Lideranças dos partidos se reuniram no sábado (27) na residência oficial da presidência da Câmara dos Deputados para garantir uma votação na próxima semana e uma conversa esta prevista ainda para este domingo (28).
Vontade de mudança
Quando criança, eram outros os planos que tinha para a fase adulta: ser juíza da Vara da Criança e do Adolescente. O sonho foi findado quando policiais armados invadiram sua casa à procura de traficantes.
“Meteram o pé na porta, botaram a arma na cabeça do meu padrasto.

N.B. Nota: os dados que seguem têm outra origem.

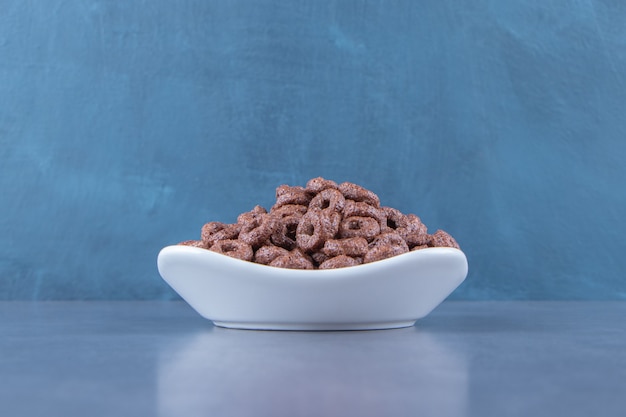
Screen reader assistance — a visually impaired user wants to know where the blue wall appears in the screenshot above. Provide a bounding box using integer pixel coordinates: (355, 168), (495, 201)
(0, 0), (626, 299)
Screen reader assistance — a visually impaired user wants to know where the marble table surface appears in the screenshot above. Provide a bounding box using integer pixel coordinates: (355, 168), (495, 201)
(0, 301), (626, 417)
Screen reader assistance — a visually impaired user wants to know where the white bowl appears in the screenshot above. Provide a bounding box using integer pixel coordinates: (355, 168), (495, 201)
(157, 245), (468, 330)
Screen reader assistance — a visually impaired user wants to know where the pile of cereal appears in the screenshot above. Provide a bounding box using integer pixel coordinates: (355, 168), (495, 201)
(180, 177), (459, 269)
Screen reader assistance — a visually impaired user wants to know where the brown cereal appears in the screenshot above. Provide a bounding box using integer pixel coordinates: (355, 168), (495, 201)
(322, 236), (367, 257)
(200, 222), (241, 248)
(210, 239), (254, 261)
(309, 188), (346, 212)
(382, 207), (429, 248)
(270, 215), (302, 250)
(296, 211), (341, 252)
(273, 185), (311, 208)
(305, 177), (339, 194)
(396, 214), (428, 248)
(254, 245), (289, 265)
(311, 252), (330, 265)
(180, 177), (459, 269)
(239, 214), (277, 248)
(343, 200), (387, 230)
(428, 230), (460, 249)
(179, 240), (209, 249)
(339, 216), (380, 242)
(363, 232), (409, 263)
(319, 255), (359, 269)
(270, 204), (309, 218)
(269, 249), (315, 269)
(339, 182), (380, 207)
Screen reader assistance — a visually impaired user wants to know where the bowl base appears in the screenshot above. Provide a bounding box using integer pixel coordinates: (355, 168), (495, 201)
(213, 320), (415, 331)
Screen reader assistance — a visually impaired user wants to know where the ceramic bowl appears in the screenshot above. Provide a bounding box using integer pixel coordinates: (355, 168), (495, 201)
(157, 245), (468, 330)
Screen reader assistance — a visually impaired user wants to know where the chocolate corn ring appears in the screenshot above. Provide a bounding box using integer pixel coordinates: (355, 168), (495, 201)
(309, 188), (346, 212)
(339, 182), (380, 207)
(272, 185), (312, 210)
(428, 230), (461, 249)
(200, 222), (241, 248)
(343, 200), (387, 230)
(305, 177), (339, 194)
(321, 236), (368, 257)
(363, 232), (409, 263)
(239, 214), (277, 248)
(179, 240), (209, 249)
(254, 245), (289, 265)
(270, 215), (302, 250)
(396, 214), (429, 248)
(210, 239), (254, 261)
(270, 204), (308, 218)
(269, 249), (315, 269)
(339, 216), (380, 242)
(319, 255), (359, 269)
(296, 210), (341, 252)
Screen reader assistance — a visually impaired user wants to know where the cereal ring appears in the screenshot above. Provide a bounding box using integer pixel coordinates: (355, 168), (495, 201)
(254, 245), (289, 265)
(381, 207), (407, 231)
(179, 240), (209, 249)
(339, 216), (380, 242)
(269, 249), (315, 269)
(319, 255), (359, 269)
(339, 182), (380, 207)
(343, 200), (387, 230)
(270, 213), (302, 250)
(210, 239), (254, 261)
(239, 214), (277, 248)
(200, 222), (241, 248)
(272, 185), (311, 209)
(270, 204), (308, 218)
(428, 230), (461, 249)
(296, 211), (341, 252)
(396, 214), (429, 248)
(311, 252), (330, 266)
(237, 206), (267, 225)
(309, 188), (346, 212)
(322, 236), (367, 257)
(305, 177), (339, 194)
(363, 232), (409, 263)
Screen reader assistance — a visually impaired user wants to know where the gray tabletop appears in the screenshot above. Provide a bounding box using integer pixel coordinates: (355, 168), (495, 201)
(0, 302), (626, 417)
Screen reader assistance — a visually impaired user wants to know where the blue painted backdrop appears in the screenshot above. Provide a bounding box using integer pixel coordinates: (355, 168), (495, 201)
(0, 0), (626, 299)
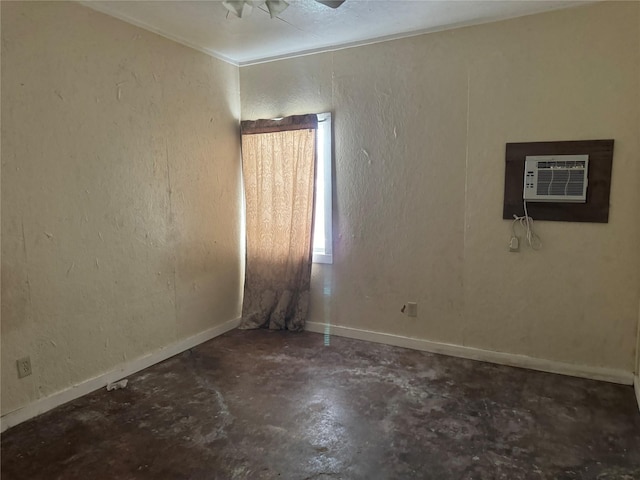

Desde esse dia, meu pensamento em relação à justiça mudou. Cresci com essa revolta, o que foi um impulso para que eu entrasse nos movimentos sociais que faço parte”, conta.
Biatriz integra a Coalizão Negra por Direitos, organização formada por negras e negros de diferentes regiões do país, com ações de combate ao racismo em diferentes níveis, desde a mobilização dos territórios à incidência direta na política.
“Sempre me incomodei muito com o sistema político da minha cidade, bastante corrupto e assistencialista. A partir desse incômodo e pelo machismo explícito da Câmara dos Vereadores, onde de 13 vagas há 12 ocupadas por homens, nasceu a vontade de me lançar na política”, diz a ativista.
“Pela minha vontade de mudança é que eu coloco esse meu corpo negro e LGBTI+ como vetor de mudança social. A partir desse processo de pré-candidatura, quero representar o povo nesse sistema. Eu sei que tem os desafios, mas é um risco que a gente corre, mas sei que não estou só”.
Biatriz Souza quer ser a primeira mulher negra vereadora de sua cidade
©Arquivo pessoal
Ser negra e LGBTI+ na política
Enquanto mulher bissexual, ela considera que, dentro do sistema político, o corpo mais vulnerável é o corpo negro, LGBTI+ e feminino. “Não é um corpo bem-vindo. Há um processo de expulsão bastante doloroso. Vivenciamos, recentemente, o assassinato da vereadora Marielle Franco. São roteiros que não queremos que aconteça com outras pessoas que ocupem esse espaço, gente que vem de baixo, das nossas favelas e movimentos”, diz.
“Precisamos estar lá para colocá-los em prática, para decidir sobre as nossas vidas”
De acordo com o IBGE, 51,7% da população brasileira é composta de mulheres. Mesmo sendo um pouco mais da metade, na política, ocupamos apenas 12% do total das prefeituras; só 13% das cadeiras de vereadores e apenas 16% no Congresso Nacional, mostram os dados do TSE.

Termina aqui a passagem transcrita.